# Here we grow again...



## Mettle (Dec 29, 2003)

Just brought home my latest addition. Snapped a couple pics before leaving the little one to settle in and get acquainted with its new home. Hoping for a female, of course. Any which way, a nice addition to my growing orange project.

















I have two more coming next week. MAYBE three, haha. We'll see though.

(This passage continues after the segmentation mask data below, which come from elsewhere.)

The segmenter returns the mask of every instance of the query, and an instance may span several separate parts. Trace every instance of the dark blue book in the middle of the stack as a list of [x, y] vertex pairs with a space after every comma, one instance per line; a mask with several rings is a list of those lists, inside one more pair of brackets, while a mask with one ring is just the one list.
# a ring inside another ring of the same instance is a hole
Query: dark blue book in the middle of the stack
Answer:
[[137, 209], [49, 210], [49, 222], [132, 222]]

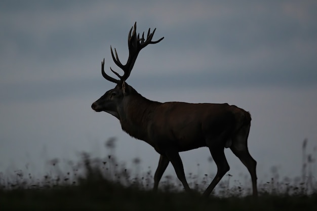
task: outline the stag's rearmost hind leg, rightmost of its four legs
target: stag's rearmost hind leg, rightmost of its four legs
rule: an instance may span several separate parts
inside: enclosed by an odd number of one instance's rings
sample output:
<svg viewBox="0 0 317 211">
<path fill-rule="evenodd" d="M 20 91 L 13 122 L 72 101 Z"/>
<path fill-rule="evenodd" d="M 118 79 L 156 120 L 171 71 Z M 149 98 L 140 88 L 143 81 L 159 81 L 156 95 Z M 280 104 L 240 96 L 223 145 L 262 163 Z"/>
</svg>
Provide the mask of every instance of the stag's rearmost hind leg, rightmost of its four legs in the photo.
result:
<svg viewBox="0 0 317 211">
<path fill-rule="evenodd" d="M 250 131 L 250 124 L 243 126 L 236 135 L 232 138 L 231 151 L 242 161 L 248 168 L 252 180 L 253 195 L 257 196 L 257 176 L 256 176 L 256 161 L 250 155 L 248 150 L 248 136 Z"/>
</svg>

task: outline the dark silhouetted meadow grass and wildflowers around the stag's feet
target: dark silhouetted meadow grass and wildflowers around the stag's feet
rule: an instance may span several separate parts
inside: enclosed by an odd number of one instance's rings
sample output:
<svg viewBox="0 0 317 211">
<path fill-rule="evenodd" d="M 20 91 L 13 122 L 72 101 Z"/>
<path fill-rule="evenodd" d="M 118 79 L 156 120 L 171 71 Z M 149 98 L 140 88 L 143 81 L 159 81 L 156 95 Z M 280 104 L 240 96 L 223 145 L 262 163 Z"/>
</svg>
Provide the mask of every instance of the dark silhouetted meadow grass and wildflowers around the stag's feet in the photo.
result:
<svg viewBox="0 0 317 211">
<path fill-rule="evenodd" d="M 109 149 L 115 146 L 111 142 L 106 144 Z M 242 185 L 230 187 L 230 175 L 222 179 L 209 198 L 201 197 L 210 183 L 207 175 L 201 182 L 194 175 L 187 177 L 194 187 L 190 194 L 183 191 L 177 178 L 170 176 L 154 193 L 150 169 L 132 177 L 113 155 L 100 159 L 82 153 L 77 163 L 68 162 L 66 172 L 60 169 L 58 159 L 50 160 L 52 171 L 40 179 L 22 171 L 0 174 L 0 210 L 317 210 L 317 183 L 311 174 L 314 160 L 306 154 L 306 144 L 304 140 L 302 177 L 279 181 L 273 175 L 269 182 L 258 185 L 257 198 Z M 137 167 L 140 160 L 133 162 Z"/>
</svg>

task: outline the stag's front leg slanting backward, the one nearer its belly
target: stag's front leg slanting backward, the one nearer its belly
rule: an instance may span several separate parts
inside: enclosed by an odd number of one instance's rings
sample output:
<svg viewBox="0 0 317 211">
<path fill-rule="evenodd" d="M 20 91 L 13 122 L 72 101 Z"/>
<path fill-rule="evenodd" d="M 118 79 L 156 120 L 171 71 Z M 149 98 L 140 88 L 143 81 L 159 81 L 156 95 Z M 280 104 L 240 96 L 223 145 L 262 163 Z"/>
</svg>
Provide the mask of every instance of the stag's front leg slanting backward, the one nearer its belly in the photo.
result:
<svg viewBox="0 0 317 211">
<path fill-rule="evenodd" d="M 179 156 L 179 153 L 177 151 L 168 151 L 166 152 L 166 156 L 171 161 L 176 172 L 177 178 L 182 182 L 185 190 L 190 191 L 190 188 L 185 178 L 183 162 Z"/>
</svg>

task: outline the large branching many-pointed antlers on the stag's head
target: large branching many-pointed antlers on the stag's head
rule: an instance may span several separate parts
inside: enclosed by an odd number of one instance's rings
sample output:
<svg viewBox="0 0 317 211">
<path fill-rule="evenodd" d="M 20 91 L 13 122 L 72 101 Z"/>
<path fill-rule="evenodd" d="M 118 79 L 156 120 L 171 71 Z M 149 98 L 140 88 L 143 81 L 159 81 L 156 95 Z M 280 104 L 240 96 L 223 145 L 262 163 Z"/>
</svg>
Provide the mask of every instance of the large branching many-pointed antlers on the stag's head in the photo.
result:
<svg viewBox="0 0 317 211">
<path fill-rule="evenodd" d="M 117 54 L 115 48 L 114 48 L 114 53 L 115 53 L 115 57 L 114 57 L 112 47 L 110 46 L 112 59 L 113 59 L 114 63 L 124 71 L 124 74 L 121 76 L 117 72 L 113 71 L 111 67 L 110 67 L 110 70 L 116 76 L 118 76 L 120 78 L 120 80 L 117 80 L 117 79 L 109 76 L 107 73 L 105 73 L 105 71 L 104 71 L 104 59 L 103 59 L 103 62 L 101 62 L 102 76 L 111 82 L 117 83 L 117 85 L 122 85 L 122 83 L 125 80 L 127 80 L 127 78 L 130 76 L 131 70 L 134 66 L 134 63 L 135 63 L 137 57 L 138 57 L 138 54 L 140 53 L 140 51 L 144 47 L 146 47 L 149 44 L 159 43 L 162 39 L 164 39 L 164 37 L 162 37 L 161 39 L 159 39 L 157 41 L 152 41 L 152 38 L 153 38 L 153 35 L 154 35 L 156 28 L 153 30 L 152 33 L 150 33 L 150 28 L 148 29 L 146 39 L 144 39 L 144 32 L 142 34 L 142 37 L 140 38 L 140 34 L 139 33 L 138 33 L 138 35 L 136 34 L 137 22 L 135 22 L 135 24 L 134 24 L 133 32 L 132 32 L 132 29 L 133 29 L 133 27 L 130 29 L 129 36 L 128 36 L 129 58 L 128 58 L 128 61 L 125 65 L 123 65 L 121 63 L 121 61 L 119 60 L 119 57 L 118 57 L 118 54 Z M 132 32 L 132 34 L 131 34 L 131 32 Z"/>
</svg>

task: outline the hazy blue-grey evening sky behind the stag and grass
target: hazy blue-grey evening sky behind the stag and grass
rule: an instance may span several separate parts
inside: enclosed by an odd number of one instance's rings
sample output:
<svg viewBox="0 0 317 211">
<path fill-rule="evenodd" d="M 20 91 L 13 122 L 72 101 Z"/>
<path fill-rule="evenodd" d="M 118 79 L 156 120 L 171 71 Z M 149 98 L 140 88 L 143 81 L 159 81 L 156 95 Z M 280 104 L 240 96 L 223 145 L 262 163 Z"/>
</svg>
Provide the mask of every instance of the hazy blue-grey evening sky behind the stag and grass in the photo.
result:
<svg viewBox="0 0 317 211">
<path fill-rule="evenodd" d="M 143 49 L 127 80 L 160 102 L 229 103 L 252 115 L 249 151 L 259 181 L 301 176 L 302 144 L 317 159 L 316 1 L 1 1 L 0 172 L 41 172 L 48 160 L 86 151 L 155 171 L 159 154 L 91 104 L 114 84 L 127 37 L 156 28 L 159 44 Z M 118 71 L 120 72 L 120 71 Z M 111 73 L 109 73 L 111 74 Z M 249 174 L 225 150 L 230 175 Z M 207 148 L 180 153 L 186 174 L 216 173 Z M 199 164 L 199 165 L 197 165 Z M 317 175 L 316 162 L 312 172 Z M 171 165 L 164 175 L 175 176 Z"/>
</svg>

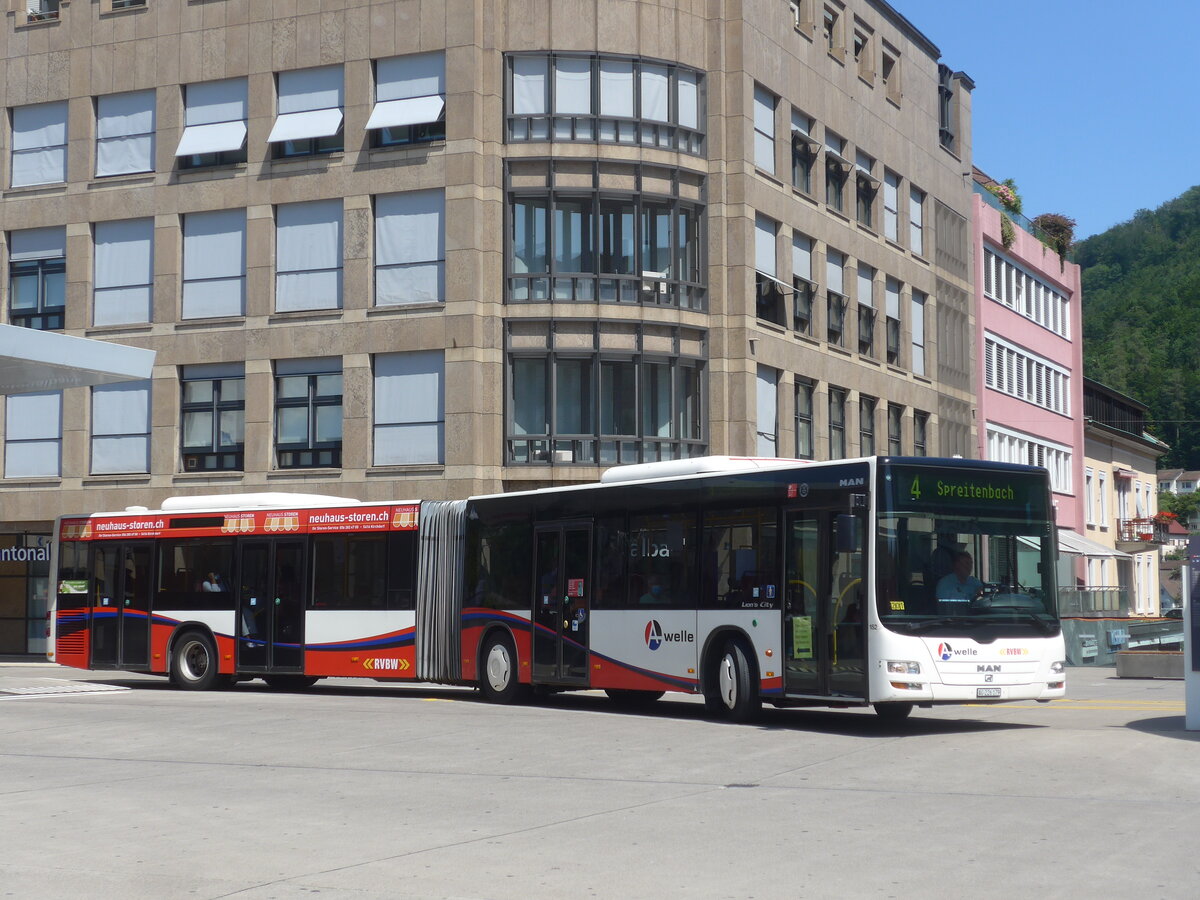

For those that are counting, this makes 9 crested geckos now.:laugh:


----------



## ChilDawg (Apr 30, 2006)

Sheesh...got MCGS?


----------



## dark FrOsT (Sep 23, 2006)

that one looks really sick. cant wait to see more


----------



## Mettle (Dec 29, 2003)

It coloured up a lot more orange last night. I'm afraid it's going to turn red though. Someone pointed out to me on another site that you can already see hints of red on its sides. How annoying. LOL.


----------



## ChilDawg (Apr 30, 2006)

Geez, must be time to start a new line of them, Mettle...LOL.


----------



## Mettle (Dec 29, 2003)

Well, apparently red harlequins are all the rage. So if this turns out to be a bi-colour red (red sides, orange down the back) then I could likely breed it to a harlequin to possibly get some red harley babies. We'll see.


----------